Ten Tory MPs will be on the first Tory leadership ballot paper, after People’s Vote backer Sam Gyimah dropped out of the race.
The Conservative Party 1922 committee announced that Michael Gove, Matt Hancock, Mark Harper, Jeremy Hunt, Sajid Javid, Boris Johnson, Andrea Leadsom, Esther McVey, Dominic Raab, and Rory Stewart will be on the first ballot paper.
The official 1922 committee hustings will be on Tuesday and on Wednesday with the first ballot will be held on Thursday morning.
Each candidate will require at least 17 votes – with the candidate with the lowest votes getting eliminated.
The committee said the result will be announced at around 1pm on Thurday.
Gove insisted he was still in the race to “win it” despite calls for him to withdraw over his cocaine admission.
He said he had explained his regret at his past mistakes after the revelation over the weekend that he took the drug in the 1990s cast a shadow over his campaign launch on Monday afternoon.
Meanwhile Jeremy Hunt’s campaign was bolstered by the backing of two cabinet ministers – Remain supporter Amber Rudd and prominent Brexiteer Penny Mordaunt.
Hunt positioned himself as a “serious leader” and warned that the Tories would be “annihilated” if they fight a general election before delivering Brexit.
Hancock pledged to increase the national living wage to more than £10 an hour, and said he would reduce taxes on working people “when we can afford it”.
Raab spelled out his desire to break from the EU by October 31 even without a deal if necessary, and called for a “generational change in leadership”.
McVey promised public sector workers a pay rise and vowed to increase police spending and boost funding for education as she set out her vision for the country.
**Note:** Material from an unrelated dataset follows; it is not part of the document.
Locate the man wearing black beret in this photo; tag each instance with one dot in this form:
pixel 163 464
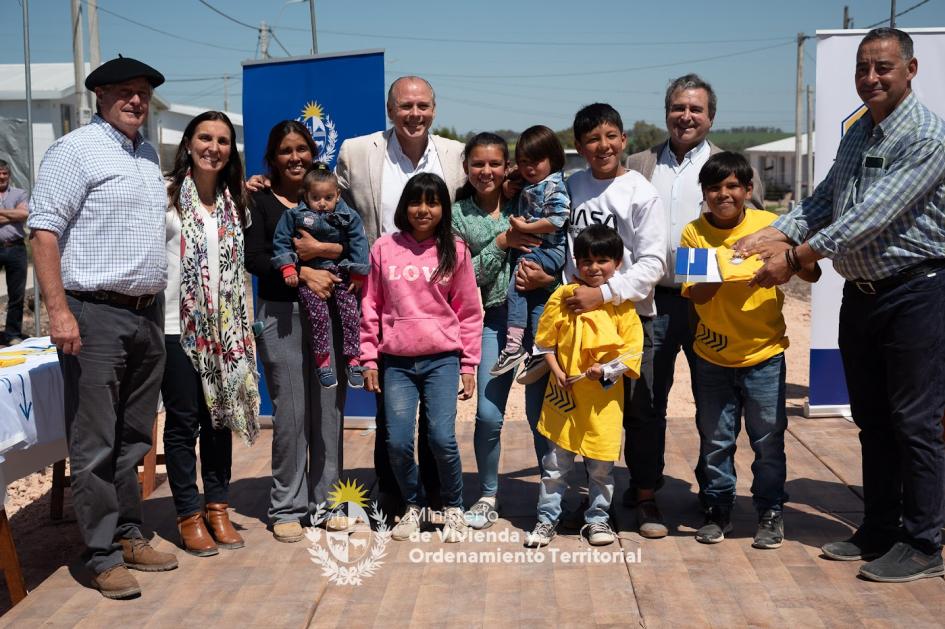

Other contenders – including Andrea Leadsom, Sajid Javid, Rory Stewart, Mark Harper and Boris Johnson – are expected to launch their campaigns later this week.
Sam Gyimah dropped out prior to the announcement, saying that he had ran out of time to garner enough support to make it on to the ballot.
“My purpose in campaigning for a solution to break the deadlock, and bringing new ideas to help my party win over modern Britain, will not change,” he said in a statement.
“I wish all the contenders the very best at this challenging time as they make the case to take our country forward.”
Best for Britain’s Naomi Smith said: “It’s sad to see the one reasonable candidate in this vile Tory leadership race have to drop out.
“With only Brexit advocates left in the race, it’s more important than ever that remain parties work together.
“Our petition, calling for those politicians to work together in the national interest, just smashed through 50,000 signatures – showing strength of feeling across the country for politicians to put their differences aside to resolve this crisis.”